Published : 2012-03-15 14:28
Updated : 2012-03-15 19:13
A nuclear power plant, whose operation had been suspended for an inspection, experienced a temporary cutoff in the power supply, an accident which, if prolonged, could have caused a horrendous disaster. No less serious was that the accident had been covered up for more than a month.
The power failure at the Busan-based Gori-1 nuclear power plant happened at 8:34 p.m. on Feb. 9, reportedly because the procedure of safety checks on the power supply was not followed as directed by the manual.
During a check on the plant’s circuit breaker, an inspector accidentally cut off the power supply from the outside, which should have automatically started a diesel-powered generator immediately. But it did not because the generator was out of order.

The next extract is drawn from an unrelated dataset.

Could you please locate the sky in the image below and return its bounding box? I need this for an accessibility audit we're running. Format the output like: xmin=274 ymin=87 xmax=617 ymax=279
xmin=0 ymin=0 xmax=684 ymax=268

In that case, the inspector should have manually started an ACC DG, another emergency generator. But he did not. Instead, he spent 12 minutes restoring the power supply from the outside. If the first blackout the nation experienced had been prolonged, it could have caused a nuclear meltdown, a nightmare Japan experienced when a tsunami hit the Fukushima nuclear power plant a year ago.
Korea Hydro and Nuclear Power, the operator of nuclear power plants, reported the accident to the Nuclear Safety and Security Commission, not immediately but on Monday. It says it received the report from the Gori power plant March 10. The Gori plant may have continued to keep it secret if it had not received an inquiry from a member of the Busan city council March 9. He was doing some digging on the case after overhearing about the incident.
Given the gravity of the accident, however, it is an enigma that there was no whistleblower though 60 to 100 employees were reportedly in the know. Was it because they kept silent, fearing a backlash ahead of the Nuclear Security Summit on March 26-27?
Since the Fukushima disaster, the Korean government has repeatedly vowed to take every precaution possible to prevent a nuclear accident. But the Gori case shows that the nation has failed to learn lessons from the Fukushima meltdown.
It goes without saying that nuclear safety cannot be over-emphasized. The Nuclear Safety and Security Commission will have to conduct painstaking safety checks on all of the 21 nuclear reactors in operation and their auxiliary facilities and take all precautions conceivable. The nuclear watchdog also needs to determine who in the line of safety supervision should be held accountable for the attempted cover-up.